飲食店からコンビニエンスストアなどの大手流通、さらには生産者にまで及ぶ幅広いネットワークを持っていることが、当社の強みです。例えば、ある地域の特産品をPRするにあたって、コンビニエンスストアと連携して新商品を開発したり、レストランなどへの販路開拓を後押しするなど、多様な支援を行っています。実際自治体の依頼を受けて「地産地消」を推進するため、産地連動型のプロモーション活動を展開したり、食文化や観光振興を目的としてファーマーズマーケットやマルシェを開催することもあります。最近では、特産品の新たな販路を開拓するために海外でイベントプロモーションを行うなど、国を超えた事業も増えています。

一貫して取り組んでいるのは、日本の文化を守り育てること

―― 新たな事業にも果敢に挑み、事業拡大に積極的に取り組んでおられますが、企業経営にあたって大切にしていることはおありですか?

日本の食文化を守り育てる。

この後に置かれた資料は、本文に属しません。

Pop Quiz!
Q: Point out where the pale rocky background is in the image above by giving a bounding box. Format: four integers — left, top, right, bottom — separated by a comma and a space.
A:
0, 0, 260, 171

それが当社の企業使命であり、どのような事業に取り組むとしても、この思いが揺らぐことはありません。2013年から開催している35歳以下の若手料理人を対象とした日本最大級の料理人コンペティション「RED U-35」も、そうした思いから生まれました。単なるイベントではなく、コンペティションを通じて高い志と確かな技術を持ち、未来の料理界を創っていくユニークで新しい価値観を持つ人材を発掘・応援することを目的に、厳正に審査しています。グランプリ受賞者と歴代ファイナリストが監修し、日本航空さんの国際線の機内食を開発するなど、最近では「RED U-35」が新たなビジネスを生み出すようにもなっています。新進気鋭の若手料理人がコンペティションを機に大きく成長していく姿を見るのは、私たちにとって大きな喜びです。


また、多くの著名な食通が推薦する「厳選グルメ」だけを集めたグルメキュレーションサイト「ippin」や、全国の3万5千人に及ぶ秘書会員を持つサイト「こちら秘書室」の現役秘書の方々が厳選した手土産を集めた「接待の手土産」というムック本をヒットさせるなど、食の価値を広く発信する取り組みにも力を注いでいます。こうしたことが可能なのも、「食」を切り口に多様な業界、多様な方々とつながり、ネットワークを築いてきたからこそだと思っています。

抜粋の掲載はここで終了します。